O primeiro passo para um tratamento efetivo é a firme insistência dos pais sobre a necessidade de seu adolescente parar de usar drogas. Pode ser útil a participação de um profissional especializado para persuadir o adolescente. A intensidade do tratamento dependerá da severidade do caso. O local de tratamento dependerá do adolescente e de sua família. Os jovens que vivem em ambiente onde predomina o abuso de álcool e drogas deverão ser afastados desse meio, beneficiando- se de programas institucionais de reabilitação (clínicas especializadas). Aqueles que vivem em condições mais estáveis e reconhecem a necessidade de tratamento podem beneficiar-se com tratamento especializado ambulatorial. Os adolescentes farmacodependentes, em especial os mais jovens, que não respondem rapidamente, deverão ser encaminhados a programas especializados.
Quando internar?
  • Abuso de drogas compulsivo
  • Desenvolvimento anormal das atividades educacionais e sociais e na esfera vocacional e legal
  • Perigo iminente para a saúde mental ou física do paciente
  • Conduta anti-social persistente
  • Fracasso do tratamento ambulatorial
  • Alterações psicopatológicas que requerem controle da conduta e/ou medicação
  • Com contenção familiar e residência próxima, tratamento em Hospital-Dia. Sem estas condições, em Comunidade Terapêutica.

Prevenção

         10 Regras para os pais:
  1. Estabelecer um consenso familiar sobre o uso de substâncias: as regras devem ser comunicadas antes da puberdade. As crianças devem saber que seus pais esperam que na adolescência não fumem, não bebam, não usem maconha e outras drogas. Cada família deve estabelecer suas próprias regras, que devem ser repetidas com freqüência.
  1. Estabelecer penalidades pelo não-cumprimento das regras: as punições não precisam ser nem repressivas, nem excessivas e devem ser anunciadas previamente e mantidas de forma consistente. Pode ser útil estabelecê-las com a participação dos filhos, no começo de sua adolescência. Exemplos: perda de privilégios, restrição ao uso do telefone, “proibição de sair de casa”, etc.
  1. Dedicar algum tempo diário para conversar com os filhos a respeito do que está se passando em suas vidas, como se sentem e o que pensam.
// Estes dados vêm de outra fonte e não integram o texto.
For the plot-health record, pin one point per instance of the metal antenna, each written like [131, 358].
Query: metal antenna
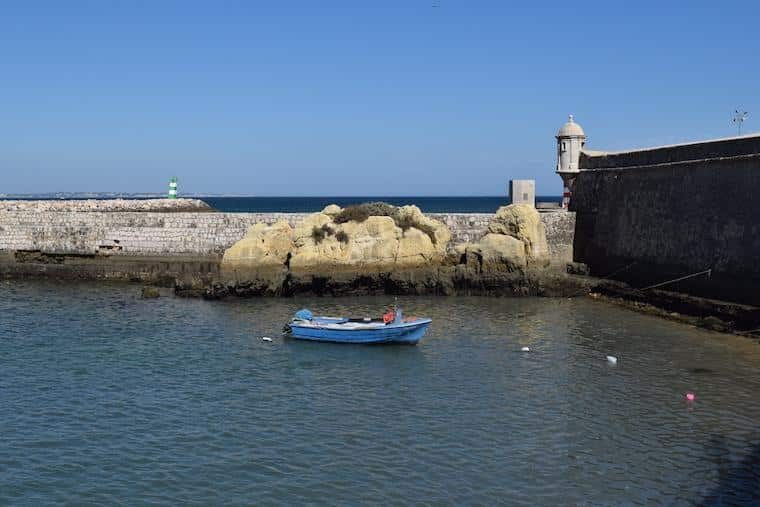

Deve-se deixá-los falar livremente, não é necessário ter respostas, mas escutá-los atentamente, respeitando suas experiências e sentimentos.
  2. Ajudar os filhos a definirem objetivos pessoais: essas metas podem ser acadêmicas, esportivas e sociais. É importante ensinar os filhos a tolerar seus inevitáveis fracassos, que são oportunidades para crescer e não para desanimar.
  1. Conhecer os amigos dos filhos: conhecer também os pais, encontrar-se com eles e compartilhar conhecimentos.
  1. Ajudar os filhos a sentirem-se bem com suas próprias qualidades e com seus pequenos ou grandes êxitos: isto significa entusiasmar-se pelo que gostam.
  1. Deve haver um sistema estabelecido para a resolução de conflitos: nem sempre os filhos estão de acordo com todos os regulamentos da casa. A melhor maneira de manter a autoridade é estar aberto aos questionamentos dos filhos. Um recurso útil é incluir a consultoria com uma pessoa respeitada por todos (outro membro da família, um médico, um vizinho, etc.).
  1. Falar freqüentemente e muito cedo com os filhos a respeito de seu futuro: os filhos devem saber que o tempo que viverão com seus pais é limitado, pois se tornarão adultos, sairão de casa e, neste momento, deverão pagar suas contas e estabelecer suas regras. Enquanto estiverem na casa dos pais precisarão aceitar sua autoridade.
  1. Deve-se desfrutar dos filhos: uma das maiores felicidades da vida é ter os filhos em casa. Tanto os pais quanto os filhos devem trabalhar para que o lar seja um ambiente positivo para todos. Isso significa trabalho de equipe e respeito mútuo.
  1. Ser um pai/mãe “intrometido/a”: é importante fazer perguntas aos filhos, onde e com quem estão. Esta informação é necessária para que sejam pais efetivos.